Welcome!

This blog takes you behind the scenes of the writing of an academic history book – like a ‘making of’ featurette. Its aim is to make visible the traditionally invisible process of what it’s like for a university academic in the Humanities to write a research monograph, i.e. a single-authored 100,00 word book.

I’m a History Fellow at Somerville College, Oxford, and the book I’m writing has a working title of The Elusive Church: Luther, Poland and the Early Reformation. This project is supported by a British Academy Mid Career Fellowship (2012-13).
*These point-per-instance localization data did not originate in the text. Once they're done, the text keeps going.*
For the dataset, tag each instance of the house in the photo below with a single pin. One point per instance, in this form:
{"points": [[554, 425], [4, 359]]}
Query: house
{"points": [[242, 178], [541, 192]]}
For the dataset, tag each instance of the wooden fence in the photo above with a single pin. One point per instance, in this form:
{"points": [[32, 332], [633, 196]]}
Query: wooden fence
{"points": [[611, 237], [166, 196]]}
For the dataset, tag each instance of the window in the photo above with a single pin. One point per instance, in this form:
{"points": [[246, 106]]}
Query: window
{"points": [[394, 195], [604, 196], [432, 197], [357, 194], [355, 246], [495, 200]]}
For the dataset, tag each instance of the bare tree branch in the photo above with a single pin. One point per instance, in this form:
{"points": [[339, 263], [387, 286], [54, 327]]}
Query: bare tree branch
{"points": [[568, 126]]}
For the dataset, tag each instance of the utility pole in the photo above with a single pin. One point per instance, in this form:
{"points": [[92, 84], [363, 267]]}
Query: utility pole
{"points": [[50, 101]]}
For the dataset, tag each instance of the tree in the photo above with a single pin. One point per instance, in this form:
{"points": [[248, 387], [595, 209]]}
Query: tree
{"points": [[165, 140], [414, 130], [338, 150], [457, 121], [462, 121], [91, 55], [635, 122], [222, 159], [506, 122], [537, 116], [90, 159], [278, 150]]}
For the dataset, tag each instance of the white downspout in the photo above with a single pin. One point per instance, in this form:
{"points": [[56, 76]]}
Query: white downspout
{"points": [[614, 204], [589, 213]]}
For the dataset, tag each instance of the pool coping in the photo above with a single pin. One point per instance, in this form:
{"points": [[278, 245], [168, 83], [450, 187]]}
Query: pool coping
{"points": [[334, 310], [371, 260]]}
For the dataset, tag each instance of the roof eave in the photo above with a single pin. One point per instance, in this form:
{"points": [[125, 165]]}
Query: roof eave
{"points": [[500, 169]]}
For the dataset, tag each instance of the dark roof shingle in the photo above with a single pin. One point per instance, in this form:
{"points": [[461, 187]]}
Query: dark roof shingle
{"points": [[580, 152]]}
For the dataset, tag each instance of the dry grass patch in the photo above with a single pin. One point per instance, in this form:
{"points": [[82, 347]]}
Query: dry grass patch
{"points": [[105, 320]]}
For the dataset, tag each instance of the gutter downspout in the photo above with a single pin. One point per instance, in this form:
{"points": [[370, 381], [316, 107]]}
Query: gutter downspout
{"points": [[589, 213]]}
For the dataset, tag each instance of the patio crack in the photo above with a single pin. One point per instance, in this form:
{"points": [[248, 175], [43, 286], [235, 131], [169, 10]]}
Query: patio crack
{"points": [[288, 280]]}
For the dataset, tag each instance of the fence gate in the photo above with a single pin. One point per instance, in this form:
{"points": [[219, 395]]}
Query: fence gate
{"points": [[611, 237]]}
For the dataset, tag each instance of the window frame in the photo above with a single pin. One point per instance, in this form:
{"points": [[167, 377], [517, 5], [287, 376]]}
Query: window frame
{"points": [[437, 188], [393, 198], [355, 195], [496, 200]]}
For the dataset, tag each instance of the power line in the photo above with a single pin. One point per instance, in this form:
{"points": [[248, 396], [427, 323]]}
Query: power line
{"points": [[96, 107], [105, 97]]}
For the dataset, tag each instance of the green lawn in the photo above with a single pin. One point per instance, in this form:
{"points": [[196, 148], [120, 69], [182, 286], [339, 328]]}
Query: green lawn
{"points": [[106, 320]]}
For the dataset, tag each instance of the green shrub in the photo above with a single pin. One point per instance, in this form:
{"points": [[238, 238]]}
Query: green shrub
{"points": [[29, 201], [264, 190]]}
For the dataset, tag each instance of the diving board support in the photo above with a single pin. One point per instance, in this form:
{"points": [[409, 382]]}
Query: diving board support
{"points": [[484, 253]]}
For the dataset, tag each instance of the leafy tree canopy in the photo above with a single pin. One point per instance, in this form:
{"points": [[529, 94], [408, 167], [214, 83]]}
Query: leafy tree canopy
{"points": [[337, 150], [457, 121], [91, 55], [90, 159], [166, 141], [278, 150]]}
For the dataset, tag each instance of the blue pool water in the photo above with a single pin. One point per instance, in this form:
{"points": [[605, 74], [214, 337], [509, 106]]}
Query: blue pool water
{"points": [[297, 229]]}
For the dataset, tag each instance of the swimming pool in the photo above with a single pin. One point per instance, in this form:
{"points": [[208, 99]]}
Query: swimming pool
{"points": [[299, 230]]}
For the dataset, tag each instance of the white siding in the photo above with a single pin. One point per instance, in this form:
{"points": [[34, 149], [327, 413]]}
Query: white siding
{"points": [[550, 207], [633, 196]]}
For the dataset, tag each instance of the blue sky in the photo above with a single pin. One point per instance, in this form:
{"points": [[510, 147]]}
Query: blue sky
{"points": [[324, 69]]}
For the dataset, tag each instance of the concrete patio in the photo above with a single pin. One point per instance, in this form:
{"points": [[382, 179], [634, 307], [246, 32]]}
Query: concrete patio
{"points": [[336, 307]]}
On these pages, you'll find a regular 'log' of how the book is progressing, plus information about the project. I welcome your comments and thoughts - whether you're studying or teaching history at school or university, or writing non-fiction yourself...

Tuesday 23 October 2012

The Monograph as Daisy?


A little while ago, I was about to go to sleep when a picture popped into my head, which I scribbled down like this:


I’ve tried thinking about the monograph as a machine with interlocking parts, or as a skyscraper, but I’m currently finding this floral metaphor quite useful. Chapter 1, which offers a narrative/ historiographical/ analytical overview of the early Reformation in Poland is the stalk, the basic root (of fact, evidence and context) which keeps the whole thing up (hopefully). The yellow centre is the core argument of the book, which will get its initial statement/airing in the Introduction. The petals fanning off are the individual chapters which all touch each other, but also point to and grow out from the central argument. Trying to decipher my late-night handwriting, I can see that I initially scrawled ‘windmill’ underneath the picture, which might be a slightly less twee formulation that ‘daisy’. I’ve found this a reassuring way of thinking about the monograph, because it makes the book look somehow solid, rational and an organic whole…. on my late-night note-paper at least.